第25話 オリジナルがコピーに負ける事態
車は隊のある『菱川重工豊川工場』のゲートに差し掛かった。いつものように工場に出勤する車の車列の中で一人、かなめだけが不機嫌そうな顔をしていた。
「おいおいおい、それじゃあオメエの売りは何になるんだ?ランの姐御は問題外として、かえでには絶対に勝てねえ。その上、自分が力を与えたリンにすら負ける。それじゃあオメエの法術師としての強さはうちでは四番目ってことか?そのうちランの姐御もオメエを見放してリンを鍛えるとか言い出して法術師の訓練にリンを加えることになるぞ。『近藤事件』、『バルキスタン三日戦争』、『同盟厚生局違法法術研究事件』、そしてこの前の米帝に記録から抹消された『法術乗っ取り法術師確保』なんていう難事件で活躍してきた伝説の勇者も最下級の女郎にすら勝てない軟弱ものにまで落ちたってわけだ。オメエはもう女性用大人のおもちゃとしての価値しかねえ。いい加減童貞なんか捨ててその地位に甘んじてアタシ等のおもちゃになれ」
かなめは平然と誠に向けてその心をえぐるようなことを言ってのけた。
「かなめちゃん、ちょっとその扱いはひどくない?確かに誠ちゃんのアレを完全再現したかえでちゃんが最近一般販売も始めて結構通販サイトの上位に載ってる女性用大人のおもちゃは私も愛用しているし、運航部の女子で持って無いのはサラとパーラとそういうことには関心のないルカだけだけど、誠ちゃんは誠ちゃんなりに良いところがあるのよ……私はあのおもちゃじゃ満足できない。誠ちゃんの本物が欲しい」
アメリアは完全に誠の期待したフォローの斜め上を行く意見と、誠のモノを再現した女性用大人のおもちゃを運航部の女子隊員のほとんどが愛用している事実に衝撃を受けて言葉を失った。
『かえでさん……そんなものを一般販売始めたの?しかも人気なの?僕まだ童貞だよ?でもそのおもちゃは多数の女性に愛用されている……僕本当に童貞なのか?』
誠はアメリアの発言に狼狽えて我を忘れていた。そしてそんなことまでしているかえでの頭の中の構造を疑いたくなっていた。

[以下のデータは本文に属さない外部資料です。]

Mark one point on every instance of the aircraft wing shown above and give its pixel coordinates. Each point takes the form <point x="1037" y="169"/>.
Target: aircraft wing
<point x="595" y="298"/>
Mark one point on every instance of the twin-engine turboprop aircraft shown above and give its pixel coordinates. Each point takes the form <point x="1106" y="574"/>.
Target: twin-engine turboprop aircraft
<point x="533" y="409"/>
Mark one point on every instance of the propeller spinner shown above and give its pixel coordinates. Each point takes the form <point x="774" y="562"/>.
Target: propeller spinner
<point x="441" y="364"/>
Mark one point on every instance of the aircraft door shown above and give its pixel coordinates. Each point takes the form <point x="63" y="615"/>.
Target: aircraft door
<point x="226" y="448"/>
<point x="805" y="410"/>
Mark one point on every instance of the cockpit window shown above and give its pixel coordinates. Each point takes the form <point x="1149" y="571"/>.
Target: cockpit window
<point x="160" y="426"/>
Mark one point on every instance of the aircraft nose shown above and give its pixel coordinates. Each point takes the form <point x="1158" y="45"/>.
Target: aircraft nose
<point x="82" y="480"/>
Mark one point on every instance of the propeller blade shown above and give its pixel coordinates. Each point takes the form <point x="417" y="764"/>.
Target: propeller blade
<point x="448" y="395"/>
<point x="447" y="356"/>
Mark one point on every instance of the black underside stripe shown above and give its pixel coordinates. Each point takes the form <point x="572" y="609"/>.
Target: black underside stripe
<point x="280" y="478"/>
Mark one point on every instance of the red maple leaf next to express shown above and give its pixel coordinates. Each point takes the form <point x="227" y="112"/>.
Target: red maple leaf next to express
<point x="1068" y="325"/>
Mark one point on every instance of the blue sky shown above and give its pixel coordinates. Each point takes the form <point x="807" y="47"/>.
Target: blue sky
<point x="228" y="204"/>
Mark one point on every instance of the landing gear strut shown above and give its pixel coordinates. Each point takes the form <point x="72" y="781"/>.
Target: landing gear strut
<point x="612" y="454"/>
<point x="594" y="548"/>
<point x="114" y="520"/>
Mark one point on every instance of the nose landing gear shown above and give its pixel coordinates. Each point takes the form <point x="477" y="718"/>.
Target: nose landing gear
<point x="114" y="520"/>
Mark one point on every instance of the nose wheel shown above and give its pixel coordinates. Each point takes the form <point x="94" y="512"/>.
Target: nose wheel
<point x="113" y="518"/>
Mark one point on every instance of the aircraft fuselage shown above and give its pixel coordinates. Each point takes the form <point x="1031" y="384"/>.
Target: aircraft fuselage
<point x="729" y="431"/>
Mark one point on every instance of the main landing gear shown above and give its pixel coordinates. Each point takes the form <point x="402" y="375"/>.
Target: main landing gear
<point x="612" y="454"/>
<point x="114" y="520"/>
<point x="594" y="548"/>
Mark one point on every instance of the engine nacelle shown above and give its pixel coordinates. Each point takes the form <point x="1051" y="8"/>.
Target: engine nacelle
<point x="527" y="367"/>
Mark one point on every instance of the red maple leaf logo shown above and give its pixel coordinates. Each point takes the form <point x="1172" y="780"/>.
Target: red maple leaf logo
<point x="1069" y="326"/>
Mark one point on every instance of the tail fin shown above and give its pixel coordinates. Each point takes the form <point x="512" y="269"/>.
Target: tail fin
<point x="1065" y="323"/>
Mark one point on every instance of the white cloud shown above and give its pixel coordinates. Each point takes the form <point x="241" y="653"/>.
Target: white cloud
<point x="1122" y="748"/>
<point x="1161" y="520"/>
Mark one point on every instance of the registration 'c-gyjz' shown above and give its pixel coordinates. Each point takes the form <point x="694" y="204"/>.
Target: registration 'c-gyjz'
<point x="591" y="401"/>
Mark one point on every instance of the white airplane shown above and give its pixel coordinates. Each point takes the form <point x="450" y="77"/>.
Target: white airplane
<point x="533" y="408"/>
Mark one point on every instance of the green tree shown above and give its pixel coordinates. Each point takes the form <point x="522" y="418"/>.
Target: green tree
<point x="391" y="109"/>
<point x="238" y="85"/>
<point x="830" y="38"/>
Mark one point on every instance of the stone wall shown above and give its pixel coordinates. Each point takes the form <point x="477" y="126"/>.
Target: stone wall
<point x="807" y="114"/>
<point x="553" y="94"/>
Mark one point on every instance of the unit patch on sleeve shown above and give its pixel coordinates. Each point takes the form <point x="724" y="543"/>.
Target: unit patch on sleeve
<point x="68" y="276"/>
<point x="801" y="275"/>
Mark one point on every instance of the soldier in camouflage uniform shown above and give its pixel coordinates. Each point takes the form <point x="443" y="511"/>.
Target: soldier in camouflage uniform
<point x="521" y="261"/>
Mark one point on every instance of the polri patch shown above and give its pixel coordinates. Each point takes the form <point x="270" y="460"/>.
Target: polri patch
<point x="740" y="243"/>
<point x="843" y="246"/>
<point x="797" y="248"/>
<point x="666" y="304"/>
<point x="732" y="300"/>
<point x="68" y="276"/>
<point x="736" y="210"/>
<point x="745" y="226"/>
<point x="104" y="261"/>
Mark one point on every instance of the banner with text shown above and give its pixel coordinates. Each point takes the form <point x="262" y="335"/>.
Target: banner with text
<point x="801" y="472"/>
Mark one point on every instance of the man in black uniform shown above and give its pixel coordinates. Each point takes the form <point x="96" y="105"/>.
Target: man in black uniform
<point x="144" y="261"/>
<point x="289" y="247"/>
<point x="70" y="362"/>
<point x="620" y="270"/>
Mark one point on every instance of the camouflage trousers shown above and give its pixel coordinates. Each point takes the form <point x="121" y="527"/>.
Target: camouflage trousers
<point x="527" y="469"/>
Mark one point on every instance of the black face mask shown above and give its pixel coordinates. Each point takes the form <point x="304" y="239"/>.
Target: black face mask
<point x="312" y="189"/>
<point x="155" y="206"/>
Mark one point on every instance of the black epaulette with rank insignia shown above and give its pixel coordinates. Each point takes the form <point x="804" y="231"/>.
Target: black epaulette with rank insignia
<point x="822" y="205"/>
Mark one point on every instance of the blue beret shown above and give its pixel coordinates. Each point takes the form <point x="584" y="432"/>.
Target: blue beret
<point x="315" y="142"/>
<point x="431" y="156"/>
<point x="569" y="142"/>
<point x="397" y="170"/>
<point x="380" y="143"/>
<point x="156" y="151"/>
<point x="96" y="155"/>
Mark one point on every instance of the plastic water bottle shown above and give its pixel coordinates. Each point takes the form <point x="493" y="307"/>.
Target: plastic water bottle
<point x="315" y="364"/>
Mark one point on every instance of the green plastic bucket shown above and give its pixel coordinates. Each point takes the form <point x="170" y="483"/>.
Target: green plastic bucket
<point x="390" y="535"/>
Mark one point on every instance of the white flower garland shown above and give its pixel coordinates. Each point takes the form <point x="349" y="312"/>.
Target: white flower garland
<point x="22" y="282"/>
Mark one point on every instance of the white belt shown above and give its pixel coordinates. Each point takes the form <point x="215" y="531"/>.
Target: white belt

「あのーアメリアさん。なんでそんなことになったんですか?僕何か悪いことしました?それセクハラを通り越してほとんど犯罪ですよ。僕の人権とか皆さん考えてくれていますか?かえでさんがああなのは変態だから仕方ないですけど、皆さんも変態ですか?」
誠がようやく絞り出した言葉に女性陣は一斉に沈黙した。
「私は持ってはいるが使ってはいない。ただ、口で舐めたりくわえたことは有る。私も『ラスト・バタリオン』だからな。ロールアウトした時にそうして男性を喜ばせる方法は脳に植え付けられている。ただ、アレを本当に使う気にはなれない。神前との……その……」
唯一、純情だと信じていたカウラの言葉に誠の絶望はさらに深いものになった。
「カウラさんも持ってたんですか……というかなんでそんなに大量生産されているんですか……アメリアさん。かえでさんばかりではなくアメリアさんもその廉価版とか作ってそうですね。アメリアさんはお金になるなら何でもしますから。まさか、エロゲの知り合いの業者に頼んで大量生産してその一部を懐に入れてるなんてことは無いですよね?」
誠は隣に座って黙り込んでいるアメリアに向けてにらむような視線を向けた。
「あら?バレてたんだ。だってAV女優の男性用大人のおもちゃはよく売ってるじゃないの。かえでちゃんの奴はかなり高機能だから高級で値が張るから売れると言っても限界があるかなあとか思ったのよ。だから、知り合いの業者にかえでちゃんから貰ったサンプルを持って行ったら結構受けが良かったのよ。こんな大きいのはかなりコアなマニアにしか売れませんよって言われたけど、かえでちゃんが作ってる奴の販売実績を教えて、実際売り出してみたら結構人気でそう言う物を扱っているお店でも結構人気商品みたいよ。最近、私の企画したエロゲの売り上げがいまいちなのよね。だからその分をその誠ちゃんのアレのおもちゃで補っているのよ。それだけ女性の支持を受けてるんだから少しは自信をもって!」
明るく笑い飛ばすアメリアだが、誠は自分の地位がそこまで落ちていたのかという事実を再確認して再びこの『特殊な部隊』に愛想がつきかけている自分を再発見した。
『ついに僕は人間の地位まで失いつつある……これは運命なのか?運命としたらあまりに残酷……というかただの笑いものだな』
誠の絶望は深まるばかりだった。